En fait, il est recommandé par plusieurs avis, depuis déjà un bon moment, que les didacticiens participent aux activités de supervision pédagogique en stage. Cette implication est d’ailleurs posée comme déterminante dans l’articulation de la formation mathématique, didactique et pratique (Bednarz et Perrin-Glorian, 2004). On souhaite ainsi assurer que la stagiaire prenne en compte la spécificité des apprentissages disciplinaires et qu’elle interroge sa pratique à partir de l’éclairage didactique. Toutefois, très peu d’institutions universitaires ont pu rencontrer cet impératif et faire en sorte que des didacticiens puissent intervenir sur le terrain des stages dans le cadre des formations pour l’ordre du primaire. Lessard (1997) a soulevé le problème que pose cet état de fait, commentaire qui a été repris par le MELS dans son document officiel sur la formation à l’enseignement :

« La relative absence des formateurs universitaires à l’encadrement des stages pose problème et interroge notre capacité à implanter une formation professionnelle véritablement intégrée. En effet, comment travailler de manière efficace en milieu universitaire sur des savoir-faire psychopédagogiques et didactiques si cela n’est pas en lien direct avec l’activité de formation en milieu scolaire? Comment concevoir une formation didactique véritablement pratique si le didacticien n’est pas, à un moment du processus de formation, sur le terrain des classes et des écoles avec ses étudiantes et étudiants? Comment institutionnaliser une approche réflexive de l’enseignement si nous dissocions formation théorique – le domaine des universitaires – et formation pratique – le domaine des praticiens chevronnés? Comment faire avancer la pédagogie si nous demeurons éloignés de la pratique, de ses contraintes et de ses contextes? » (Lessard, 1996, p. 10 pris dans MEQ 2001b, p. 25-26).

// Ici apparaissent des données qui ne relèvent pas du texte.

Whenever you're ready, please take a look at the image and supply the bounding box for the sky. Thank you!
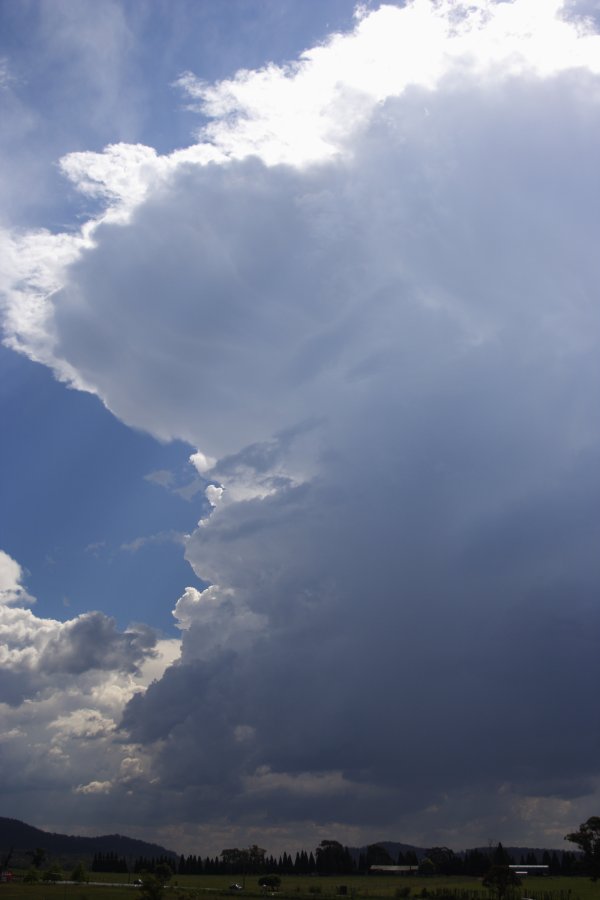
[0,0,600,856]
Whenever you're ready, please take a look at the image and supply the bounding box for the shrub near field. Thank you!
[0,872,600,900]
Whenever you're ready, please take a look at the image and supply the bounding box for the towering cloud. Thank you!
[1,0,600,856]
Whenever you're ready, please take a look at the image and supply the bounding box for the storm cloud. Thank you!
[1,0,600,845]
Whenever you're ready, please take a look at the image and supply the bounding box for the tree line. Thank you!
[91,840,581,876]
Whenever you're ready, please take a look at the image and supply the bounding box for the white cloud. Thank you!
[75,781,112,794]
[5,0,600,839]
[0,550,34,604]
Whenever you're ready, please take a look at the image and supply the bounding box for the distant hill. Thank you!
[0,816,177,863]
[348,841,579,863]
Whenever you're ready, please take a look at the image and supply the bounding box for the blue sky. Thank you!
[0,0,600,854]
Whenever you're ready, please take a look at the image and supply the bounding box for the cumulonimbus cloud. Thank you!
[1,0,600,852]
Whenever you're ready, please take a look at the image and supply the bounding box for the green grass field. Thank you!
[0,872,600,900]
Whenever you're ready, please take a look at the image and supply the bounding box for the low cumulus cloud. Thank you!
[0,551,166,825]
[1,0,600,844]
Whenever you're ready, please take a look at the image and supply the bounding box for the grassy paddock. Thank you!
[0,872,600,900]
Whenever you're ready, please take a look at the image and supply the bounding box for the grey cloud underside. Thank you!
[35,67,600,823]
[0,608,156,706]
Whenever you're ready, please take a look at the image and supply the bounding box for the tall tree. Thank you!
[565,816,600,881]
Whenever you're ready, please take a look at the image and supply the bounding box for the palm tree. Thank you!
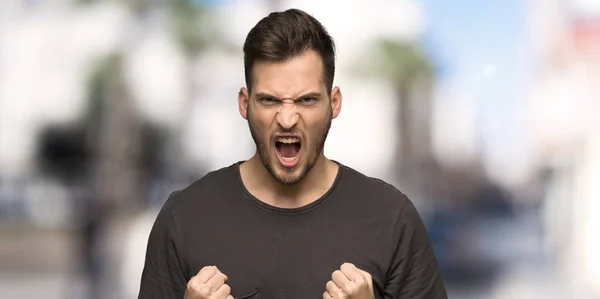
[370,39,434,183]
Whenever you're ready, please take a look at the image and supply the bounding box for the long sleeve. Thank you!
[138,196,187,299]
[383,197,448,299]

Cette implication des didacticiens est pointée comme étant déterminante, et les moments d’interaction avec la stagiaire vont l’être tout autant : McDuffie (2004) propose

que le superviseur universitaire, porteur de l’expertise didactique, puisse intervenir autant au moment de la préparation d’une situation d’enseignement que lors des rencontres de rétroaction après la réalisation de l’activité en classe. L’idée est de faire en sorte que différents cadres de référence interagissent à travers les échanges entre la stagiaire et ses formateurs tout au long du cycle de l’intervention pédagogique tout comme dans le cas du dispositif de formation à l’enseignement des mathématiques au secondaire mis de l’avant par une équipe de l’UQAM (Bednarz, 2001). Ce type de formation, qui offre un niveau de cohérence plus grand entre les différents éléments de la formation, est plus susceptible de réellement influencer les pratiques des futures enseignantes (Wideen et al., 1998).